Like the nitrogen content of leaves, which peaks when leaf expansion is complete, 80-90% of the nitrogen is transferred at this time, with the remaining 10-20% repeatedly reused to sustain life and finally transferred to fruits.


Plant aging is often likened to "programmed cell death" in animals. Programmed cell death refers to the phenomenon where cells that are no longer needed actively die during development or differentiation.


This is a widespread phenomenon in various tissues of many animals, such as the disappearance of the tadpole's tail. However, programmed cell death is also regulated by genetic factors, and it is not random cell death. Particularly in organisms like certain nematodes, the timing of cell death is predetermined.


Leaf aging is also influenced by genetic factors. The methods typically used in physiological, biochemical, and molecular biology research on leaf aging involve floating leaves cut from plants on the water surface, where they turn yellow in the dark after 2-30 days.
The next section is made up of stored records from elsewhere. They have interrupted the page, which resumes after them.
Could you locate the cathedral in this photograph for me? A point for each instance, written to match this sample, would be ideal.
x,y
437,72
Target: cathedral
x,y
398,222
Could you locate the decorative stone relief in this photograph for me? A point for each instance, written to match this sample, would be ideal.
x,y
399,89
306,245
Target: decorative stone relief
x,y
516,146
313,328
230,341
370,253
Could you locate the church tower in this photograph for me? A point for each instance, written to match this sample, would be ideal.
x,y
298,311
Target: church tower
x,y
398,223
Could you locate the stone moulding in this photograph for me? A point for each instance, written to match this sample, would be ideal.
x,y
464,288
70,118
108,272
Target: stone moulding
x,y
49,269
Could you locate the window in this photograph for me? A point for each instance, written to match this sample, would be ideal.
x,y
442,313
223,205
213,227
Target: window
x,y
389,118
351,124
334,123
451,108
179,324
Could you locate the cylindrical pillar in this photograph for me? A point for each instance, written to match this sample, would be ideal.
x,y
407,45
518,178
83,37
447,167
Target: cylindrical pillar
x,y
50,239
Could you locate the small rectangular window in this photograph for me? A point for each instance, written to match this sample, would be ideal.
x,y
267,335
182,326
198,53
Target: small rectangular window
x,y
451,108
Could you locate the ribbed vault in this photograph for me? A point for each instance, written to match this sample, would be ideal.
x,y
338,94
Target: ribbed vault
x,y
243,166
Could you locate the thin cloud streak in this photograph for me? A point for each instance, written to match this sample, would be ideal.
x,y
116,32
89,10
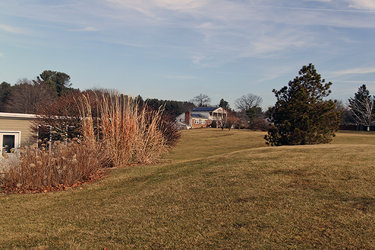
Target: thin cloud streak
x,y
11,29
359,71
This phenomenon suggests that if the synthesis of nuclear proteins is inhibited at this stage, leaf aging can be suppressed.


This also implies a signal for the beginning of leaf aging and suggests that the genetic factors for protein-degrading enzymes are located in the nucleus. Thus, the process of leaf aging is a manifestation of various genetic factors and is a tightly regulated process.
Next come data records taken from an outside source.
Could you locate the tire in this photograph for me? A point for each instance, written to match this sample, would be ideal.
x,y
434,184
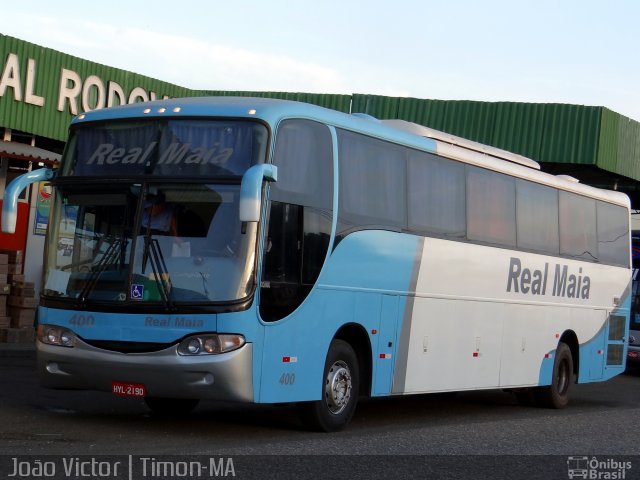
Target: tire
x,y
171,406
556,395
340,389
The synthesis of photosystem proteins is greatly increased during leaf expansion, and once expansion is complete, their synthesis is inhibited, promoting degradation. There are various theories regarding the mechanisms of protein degradation, but it has not been fully elucidated.


During leaf aging, a common morphological change is a reduction in the amount of chlorophyll or a decrease in the volume of individual chlorophylls. When rice leaves age, the amount of chlorophyll significantly decreases, but in wheat, the reduction in volume is more pronounced.


This phenomenon suggests that the structure of protein degradation may vary depending on the species. While the decrease in chlorophyll volume can be speculated to be due to protein degradation within chlorophyll, the reasons for the reduction in chlorophyll quantity are not yet clear.


Leaf aging in plants is a complex and tightly regulated process influenced by genetic factors. Further research into the genetic mechanisms and biochemical pathways involved in leaf aging promises a deeper understanding of plant physiology and development.